Outro ponto em comum defendido pelos dois foi o fato de parte da população sempre reclamar que o Estado não é suficientemente punitivo. “E nunca vai ser. Para proteger a vítima, o Estado pode tudo”, apontou Paulo.
Falta de diálogo
Questionado por um integrante da plateia sobre qual o papel da população em um cenário de violência, Paulo lembrou que o julgamento não pode ser baseado em uma avaliação pessoal. “Cada vez mais pensamos a sociedade como indivíduo. E, ao se pensar a sociedade como indivíduo, volta esse tema da vingança e de um Estado que ocupa o lugar [do ator] da vingança", explicou.

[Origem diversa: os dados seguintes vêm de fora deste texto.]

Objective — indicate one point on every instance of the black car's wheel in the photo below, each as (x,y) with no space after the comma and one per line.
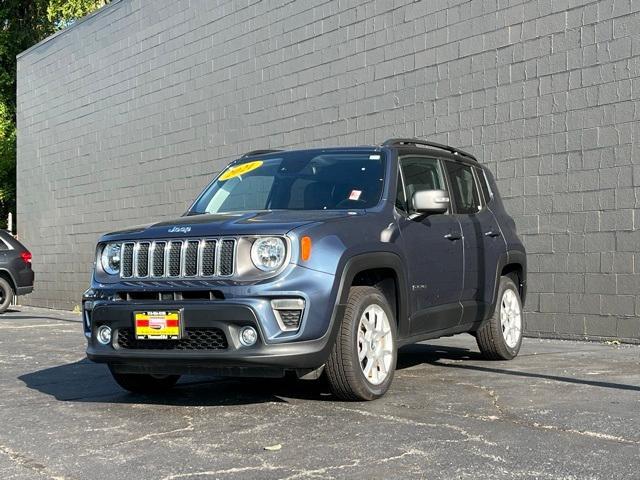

Pedro, por sua vez, considera problemático que o Estado não seja mais ocupado pela sociedade civil. "A sociedade civil tem produzido diversas iniciativas positivas, mas muitos desses projetos não refletem na institucionalidade", argumentou ele. "Temos uma fragmentação absoluta e uma incapacidade dessa energia ser direcionada”, lamentou.
A solução, para ele, seria aprender a se apropriar de instituições públicas. “O Estado é a forma de conseguirmos transformação de massa”, garantiu. Pedro destacou ainda a necessidade de construção de pontes: “O que eu acho que nos falta, fundamentalmente, são espaços de diálogo."
Para que esse diálogo ocorra, segundo Paulo, a resposta não seria evitar o sentimento de compaixão, mas "remover as barreiras construídas em relação à solidariedade e saber que elas são construídas cotidianamente pelos meios de comunicação."